To increase your classifier's accuracy further, you will need to extract more useful features from the data. The EnhancedFeatureExtractorDigit in dataClassifier.py is your new playground. When analyzing your classifiers' results, you should look at some of your errors and look for characteristics of the input that would give the classifier useful information about the label. You can add code to the analysis function in dataClassifier.py to inspect what your classifier is doing. For instance in the digit data, consider the number of separate, connected regions of white pixels, which varies by digit type. 1, 2, 3, 5, 7 tend to have one contiguous region of white space while the loops in 6, 8, 9 create more. The number of white regions in a 4 depends on the writer. This is an example of a feature that is not directly available to the classifier from the per-pixel information. If your feature extractor adds new features that encode these properties, the classifier will be able exploit them. Note that some features may require non-trivial computation to extract, so write efficient and correct code.

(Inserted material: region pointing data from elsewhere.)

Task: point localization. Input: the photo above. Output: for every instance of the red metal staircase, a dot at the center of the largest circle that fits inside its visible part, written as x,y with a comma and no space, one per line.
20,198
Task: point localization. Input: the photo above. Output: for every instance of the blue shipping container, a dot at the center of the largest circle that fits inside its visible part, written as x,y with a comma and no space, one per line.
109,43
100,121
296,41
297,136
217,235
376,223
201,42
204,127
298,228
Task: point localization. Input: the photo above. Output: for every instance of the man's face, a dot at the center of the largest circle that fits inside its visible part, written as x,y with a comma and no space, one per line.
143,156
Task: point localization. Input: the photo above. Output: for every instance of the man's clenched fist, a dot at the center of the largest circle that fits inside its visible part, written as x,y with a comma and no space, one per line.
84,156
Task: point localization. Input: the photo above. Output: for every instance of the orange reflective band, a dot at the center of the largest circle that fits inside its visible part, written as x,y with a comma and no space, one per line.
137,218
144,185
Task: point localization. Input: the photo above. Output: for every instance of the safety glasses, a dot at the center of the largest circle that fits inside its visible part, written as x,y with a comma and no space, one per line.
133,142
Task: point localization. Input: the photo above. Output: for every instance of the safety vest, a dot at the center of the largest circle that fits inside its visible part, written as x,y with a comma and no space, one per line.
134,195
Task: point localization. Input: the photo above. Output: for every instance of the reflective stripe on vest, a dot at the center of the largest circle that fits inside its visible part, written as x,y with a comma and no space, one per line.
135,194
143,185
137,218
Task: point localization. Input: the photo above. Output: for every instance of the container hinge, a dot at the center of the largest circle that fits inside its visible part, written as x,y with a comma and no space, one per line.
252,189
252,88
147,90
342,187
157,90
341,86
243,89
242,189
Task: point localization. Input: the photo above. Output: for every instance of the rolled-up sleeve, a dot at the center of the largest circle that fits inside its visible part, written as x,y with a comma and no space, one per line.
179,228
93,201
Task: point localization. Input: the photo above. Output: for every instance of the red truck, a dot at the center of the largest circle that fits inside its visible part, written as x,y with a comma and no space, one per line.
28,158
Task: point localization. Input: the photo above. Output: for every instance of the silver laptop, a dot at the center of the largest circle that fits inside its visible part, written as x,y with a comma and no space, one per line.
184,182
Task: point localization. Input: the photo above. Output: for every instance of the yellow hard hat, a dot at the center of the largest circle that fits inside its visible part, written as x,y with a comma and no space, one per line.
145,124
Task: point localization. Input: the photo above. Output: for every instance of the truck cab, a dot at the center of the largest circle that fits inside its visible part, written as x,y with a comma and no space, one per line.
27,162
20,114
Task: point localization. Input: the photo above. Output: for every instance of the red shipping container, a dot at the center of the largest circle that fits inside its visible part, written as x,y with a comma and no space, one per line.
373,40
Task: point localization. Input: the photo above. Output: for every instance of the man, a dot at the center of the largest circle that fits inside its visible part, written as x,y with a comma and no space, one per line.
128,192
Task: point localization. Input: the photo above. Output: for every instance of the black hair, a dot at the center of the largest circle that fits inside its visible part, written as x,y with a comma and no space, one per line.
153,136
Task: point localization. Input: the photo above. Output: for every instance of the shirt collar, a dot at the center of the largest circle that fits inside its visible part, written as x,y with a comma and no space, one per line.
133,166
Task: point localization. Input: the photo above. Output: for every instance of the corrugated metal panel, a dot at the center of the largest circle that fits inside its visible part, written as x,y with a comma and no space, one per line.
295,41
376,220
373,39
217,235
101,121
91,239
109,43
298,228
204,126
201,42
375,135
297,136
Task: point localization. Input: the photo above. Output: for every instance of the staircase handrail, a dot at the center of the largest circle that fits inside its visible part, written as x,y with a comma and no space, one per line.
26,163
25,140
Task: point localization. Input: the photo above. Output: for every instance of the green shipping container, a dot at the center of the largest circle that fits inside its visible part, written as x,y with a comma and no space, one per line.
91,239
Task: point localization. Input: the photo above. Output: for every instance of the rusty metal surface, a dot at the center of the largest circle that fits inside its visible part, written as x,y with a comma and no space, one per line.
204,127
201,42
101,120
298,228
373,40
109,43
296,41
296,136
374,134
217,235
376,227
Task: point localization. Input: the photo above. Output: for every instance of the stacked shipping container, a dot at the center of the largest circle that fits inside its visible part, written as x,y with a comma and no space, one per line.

Question 4 (EXTRA 10 points) Add new features for the digit dataset in the EnhancedFeatureExtractorDigit function in such a way that it works with your implementation of the naive Bayes classifier: this means that for this part, you are restricted to features which can take a finite number of discrete values (and if you have assumed that features are binary valued, then you are restricted to binary features). Note that you can encode a feature which takes 3 values [1,2,3] by using 3 binary features, of which only one is on at the time, to indicate which of the three possibilities you have. In theory, features aren't conditionally independent as naive Bayes requires, but your classifier can still work well in practice. We will test your classifier with the following command:

python dataClassifier.py -d digits -c naiveBayes -f -a -t 1000  
With the basic features (without the -f option), your optimal choice of smoothing parameter should yield 82% on the validation set with a test performance of 79%. You will receive 3 points for implementing new feature(s) which yield any improvement at all. You will receive 3 additional points if your new feature(s) give you a test performance greater than or equal to 84% with the above command.